Nous mîmes pied à terre aux pieds des trois grandes masses de Gysèh, dont les matériaux réunis représentent, assure la statistique, 26 millions de mètres cubes de pierres, et qui prirent vingt années de travail à de nombreux ouvriers étrangers et à la moitié de la population du pachalick avant de se dresser vers le ciel, se rétrécissant à mesure qu’elles montaient sur des bases immenses.
La plus grande, celle qu’Hérodote attribue à Cheops, est assise sur un carré qui ne mesure pas moins de 240 mètres de largeur. Sa hauteur est de 142 mètres. La seconde, bâtie, dit-on, par un roi du nom de Chéphren, n’a que 215 mètres de base et 133 mètres de hauteur ; la troisième est beaucoup plus petite. Elle s’élève de 54 mètres sur une assise de 107, ce qui est déjà fort joli.
Dans cette dernière, les investigations ont fait découvrir le cercueil du roi Mycérinus qui la fit bâtir. On n’a trouvé dans la seconde aucun indice révélateur ; mais la plus grande, à la suite des fouilles intérieures, a révélé le nom de Chou-fou, un roi égyptien prédécesseur de Chéops, ce qui tend à prouver que ce Chéops n’est qu’un usurpateur de la gloire d’un autre.
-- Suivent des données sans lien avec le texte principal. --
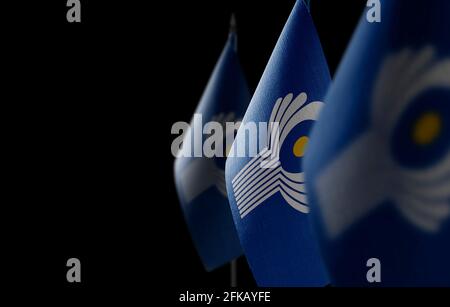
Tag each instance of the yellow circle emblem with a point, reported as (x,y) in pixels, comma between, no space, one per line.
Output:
(300,146)
(427,128)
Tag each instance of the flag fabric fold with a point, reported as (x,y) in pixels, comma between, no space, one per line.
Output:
(200,181)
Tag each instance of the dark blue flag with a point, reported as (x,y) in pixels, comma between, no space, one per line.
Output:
(200,180)
(266,189)
(378,166)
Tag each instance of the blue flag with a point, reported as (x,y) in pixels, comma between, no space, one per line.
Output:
(378,165)
(266,189)
(200,180)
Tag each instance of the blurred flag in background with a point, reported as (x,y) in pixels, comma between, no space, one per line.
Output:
(267,195)
(200,181)
(378,166)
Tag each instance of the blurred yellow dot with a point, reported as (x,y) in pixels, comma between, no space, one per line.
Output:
(427,128)
(300,146)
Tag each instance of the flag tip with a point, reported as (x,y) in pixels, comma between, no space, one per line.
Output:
(233,25)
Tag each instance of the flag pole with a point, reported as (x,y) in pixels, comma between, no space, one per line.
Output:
(233,264)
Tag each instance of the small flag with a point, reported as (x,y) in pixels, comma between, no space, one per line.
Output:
(378,166)
(267,191)
(200,180)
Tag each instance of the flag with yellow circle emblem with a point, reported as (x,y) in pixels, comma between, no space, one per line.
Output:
(378,165)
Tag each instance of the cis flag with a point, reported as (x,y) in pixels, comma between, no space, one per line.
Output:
(267,191)
(378,165)
(200,181)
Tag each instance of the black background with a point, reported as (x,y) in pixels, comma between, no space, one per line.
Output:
(93,107)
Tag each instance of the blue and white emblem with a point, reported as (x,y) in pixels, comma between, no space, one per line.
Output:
(264,175)
(404,156)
La visite à l’intérieur de ces monuments présente quelques difficultés en raison de l’élévation de l’entrée. Nous pénétrâmes cependant dans la demeure funéraire où, depuis une vingtaine de siècles, repose Chou-fou. Chaque côté de la pyramide commande un des quatre points cardinaux ; l’entrée est sur la face nord : elle donne sur un couloir qui mène, au centre, à une longue pièce appelée la chambre du roi. Quarante-quatre mètres sur cinq forment son étendue. À un étage au-dessus, se trouvent cinq chambres, et au-dessus, des cinq chambres deux autres dont l’une est la chambre de la reine.
C’est curieux à voir sans contredit, parce qu’on ne ferait plus de pareilles constructions de nos jours, bien que la vanité humaine soit restée la même. En résumé, l’aspect de ces monuments éveille dans l’esprit des idées singulières. De pareilles masses, assises sur des bases aussi colossales étonnent comme tout ce qui dépasse la mesure de l’ordinaire ; mais elles n’inspirent aucun autre sentiment.
Plusieurs livres ont été écrits sur les pyramides d’Égypte des savants ont même tenté de démontrer qu’elles ont été bâties pour servir de digues contre les irruptions des sables du désert. L’orientation de leurs faces tournées exactement vers les quatre points cardinaux donne une certaine autorité à cette assertion. Cependant il me semble que les sables me manquent point autour des monuments laissés par les Lagides et que, ainsi conçues, les digues devaient être insuffisantes.